- Sarada tehsil Location of Sarada tehsil Sarada tehsil Sarada tehsil (India)
- Coordinates: 24°04′34″N 73°41′36″E﻿ / ﻿24.076089°N 73.693377°E
- Tehsil seat: Sarada village
- Time zone: Indian Standard Time

= Sarada tehsil =

Tehsil in Udaipur, Rajasthan, India

Sarada (also spelt Sarara) is a tehsil of Salumbar district in Rajasthan, India. It consists of 152 villages and 3 towns (Bhalariya, Newa Talai, and Chawand). The tehsil headquarter is located in the village of Sarada.

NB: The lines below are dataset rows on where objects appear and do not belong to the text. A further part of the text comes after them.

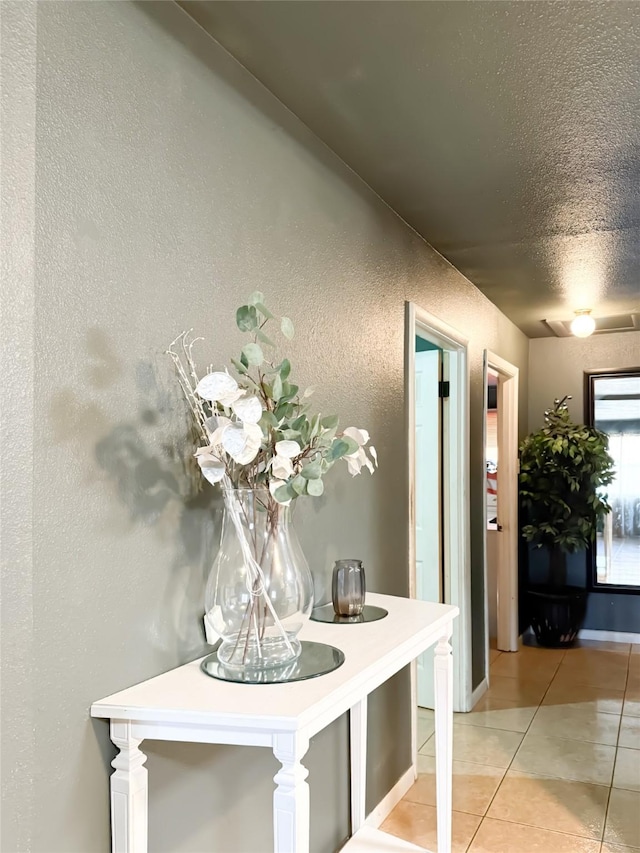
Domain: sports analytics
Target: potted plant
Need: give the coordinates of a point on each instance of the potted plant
(563, 467)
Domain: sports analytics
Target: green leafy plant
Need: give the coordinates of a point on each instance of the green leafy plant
(563, 467)
(256, 428)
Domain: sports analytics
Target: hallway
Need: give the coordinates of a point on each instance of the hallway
(547, 762)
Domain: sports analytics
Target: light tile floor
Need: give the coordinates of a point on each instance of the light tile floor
(547, 762)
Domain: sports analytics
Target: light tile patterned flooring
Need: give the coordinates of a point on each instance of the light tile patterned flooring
(547, 762)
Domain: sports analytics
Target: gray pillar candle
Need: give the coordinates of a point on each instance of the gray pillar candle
(348, 588)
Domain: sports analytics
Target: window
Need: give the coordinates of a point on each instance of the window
(612, 404)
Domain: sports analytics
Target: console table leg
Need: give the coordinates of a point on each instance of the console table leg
(443, 677)
(291, 797)
(129, 793)
(358, 751)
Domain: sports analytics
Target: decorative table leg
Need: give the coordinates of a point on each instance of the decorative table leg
(291, 797)
(358, 750)
(129, 795)
(443, 671)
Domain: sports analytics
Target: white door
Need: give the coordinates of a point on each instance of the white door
(428, 494)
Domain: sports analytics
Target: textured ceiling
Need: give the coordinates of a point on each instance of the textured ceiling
(506, 133)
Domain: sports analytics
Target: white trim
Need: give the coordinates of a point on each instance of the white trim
(507, 580)
(388, 803)
(479, 692)
(458, 533)
(608, 636)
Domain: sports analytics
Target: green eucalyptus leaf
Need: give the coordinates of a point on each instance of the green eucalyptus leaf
(315, 488)
(277, 387)
(299, 485)
(239, 366)
(285, 369)
(246, 318)
(286, 327)
(253, 353)
(312, 470)
(339, 448)
(289, 391)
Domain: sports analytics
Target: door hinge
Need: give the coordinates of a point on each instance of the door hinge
(443, 389)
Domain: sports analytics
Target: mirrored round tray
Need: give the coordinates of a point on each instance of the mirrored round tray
(326, 613)
(315, 659)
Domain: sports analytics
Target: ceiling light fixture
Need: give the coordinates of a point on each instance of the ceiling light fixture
(583, 324)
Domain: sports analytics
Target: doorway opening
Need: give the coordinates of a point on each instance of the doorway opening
(501, 503)
(438, 437)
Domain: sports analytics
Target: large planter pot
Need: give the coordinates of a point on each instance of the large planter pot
(556, 614)
(259, 593)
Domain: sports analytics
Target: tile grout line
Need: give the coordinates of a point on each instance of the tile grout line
(504, 776)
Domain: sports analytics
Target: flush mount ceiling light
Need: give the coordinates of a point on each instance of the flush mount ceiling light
(583, 324)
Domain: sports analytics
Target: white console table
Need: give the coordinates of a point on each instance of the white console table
(187, 705)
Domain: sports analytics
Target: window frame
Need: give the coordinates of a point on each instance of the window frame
(590, 376)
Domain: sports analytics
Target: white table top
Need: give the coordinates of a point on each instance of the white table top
(373, 650)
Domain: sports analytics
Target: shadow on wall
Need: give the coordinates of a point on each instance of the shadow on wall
(147, 461)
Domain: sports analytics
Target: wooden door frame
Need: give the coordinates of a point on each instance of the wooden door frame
(507, 569)
(457, 562)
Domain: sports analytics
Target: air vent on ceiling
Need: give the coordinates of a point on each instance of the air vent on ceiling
(616, 323)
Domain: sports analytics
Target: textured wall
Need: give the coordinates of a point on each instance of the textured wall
(169, 185)
(505, 133)
(557, 367)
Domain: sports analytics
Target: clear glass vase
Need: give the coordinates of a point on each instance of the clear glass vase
(260, 592)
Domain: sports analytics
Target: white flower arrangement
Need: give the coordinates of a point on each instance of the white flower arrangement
(257, 430)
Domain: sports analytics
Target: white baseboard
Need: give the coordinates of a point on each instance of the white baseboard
(391, 800)
(478, 693)
(608, 636)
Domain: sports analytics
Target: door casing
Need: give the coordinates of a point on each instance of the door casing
(457, 563)
(507, 551)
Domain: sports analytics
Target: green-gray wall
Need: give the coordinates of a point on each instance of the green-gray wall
(161, 185)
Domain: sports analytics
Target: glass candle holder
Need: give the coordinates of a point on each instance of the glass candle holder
(348, 587)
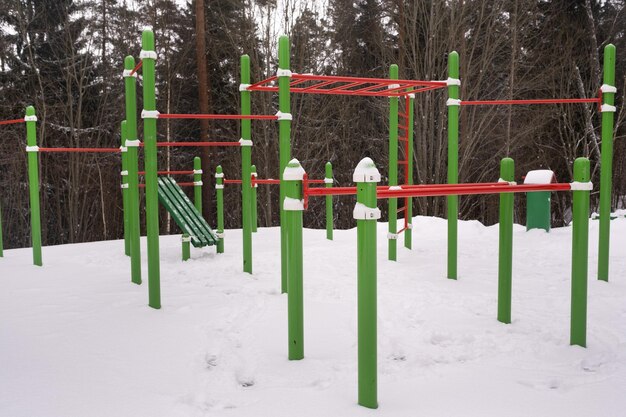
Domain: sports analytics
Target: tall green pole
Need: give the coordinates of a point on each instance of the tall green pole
(219, 191)
(606, 166)
(328, 180)
(125, 188)
(185, 239)
(197, 181)
(255, 213)
(246, 161)
(33, 183)
(393, 168)
(149, 114)
(580, 254)
(132, 157)
(293, 207)
(366, 213)
(284, 133)
(453, 162)
(505, 253)
(408, 233)
(1, 244)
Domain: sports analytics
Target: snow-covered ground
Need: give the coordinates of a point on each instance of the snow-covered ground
(78, 340)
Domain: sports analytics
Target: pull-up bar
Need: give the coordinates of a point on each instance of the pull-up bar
(217, 116)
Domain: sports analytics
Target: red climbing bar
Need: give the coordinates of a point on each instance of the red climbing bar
(11, 122)
(134, 70)
(80, 150)
(219, 116)
(195, 144)
(455, 189)
(538, 101)
(191, 172)
(352, 86)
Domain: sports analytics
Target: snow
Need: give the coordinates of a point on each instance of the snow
(77, 338)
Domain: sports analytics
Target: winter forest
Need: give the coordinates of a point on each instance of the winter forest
(65, 57)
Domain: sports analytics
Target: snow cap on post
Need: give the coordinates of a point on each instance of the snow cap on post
(366, 171)
(293, 171)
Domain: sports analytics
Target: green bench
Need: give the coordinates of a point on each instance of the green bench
(185, 214)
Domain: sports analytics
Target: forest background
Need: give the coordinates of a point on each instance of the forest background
(65, 57)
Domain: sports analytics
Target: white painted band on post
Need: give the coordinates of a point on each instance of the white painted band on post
(283, 116)
(608, 108)
(283, 73)
(149, 114)
(605, 88)
(581, 186)
(362, 212)
(293, 204)
(147, 54)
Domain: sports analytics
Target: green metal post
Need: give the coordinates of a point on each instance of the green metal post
(255, 213)
(150, 156)
(366, 213)
(293, 207)
(125, 189)
(246, 162)
(453, 162)
(284, 133)
(33, 183)
(408, 233)
(580, 253)
(393, 168)
(1, 244)
(606, 165)
(132, 158)
(197, 181)
(219, 191)
(328, 179)
(505, 254)
(185, 239)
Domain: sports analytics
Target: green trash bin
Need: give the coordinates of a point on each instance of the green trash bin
(538, 213)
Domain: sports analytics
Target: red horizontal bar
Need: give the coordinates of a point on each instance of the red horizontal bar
(11, 122)
(323, 191)
(169, 172)
(454, 189)
(219, 116)
(134, 70)
(194, 144)
(80, 150)
(538, 101)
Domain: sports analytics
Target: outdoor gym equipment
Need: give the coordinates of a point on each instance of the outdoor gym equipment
(366, 213)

Before the formation of the Republic of India, the territory of present-day Sarada tehsil was part of the former Udaipur State. With the formation of the United State of Rajasthan (precursor to the state of Rajasthan) in 1948, the new district of Udaipur was constituted which included the area of present-day Sarada tehsil. In 2013, Sarada tehsil was sub-divided into two parts, with Semari tehsil being established as an independent tehsil, containing areas formerly under Sarada.

The area of the tehsil is 776 square kilometres. The annual average rainfall in Sarada tehsil is 537 mm, with an average of 27 rainy days per year.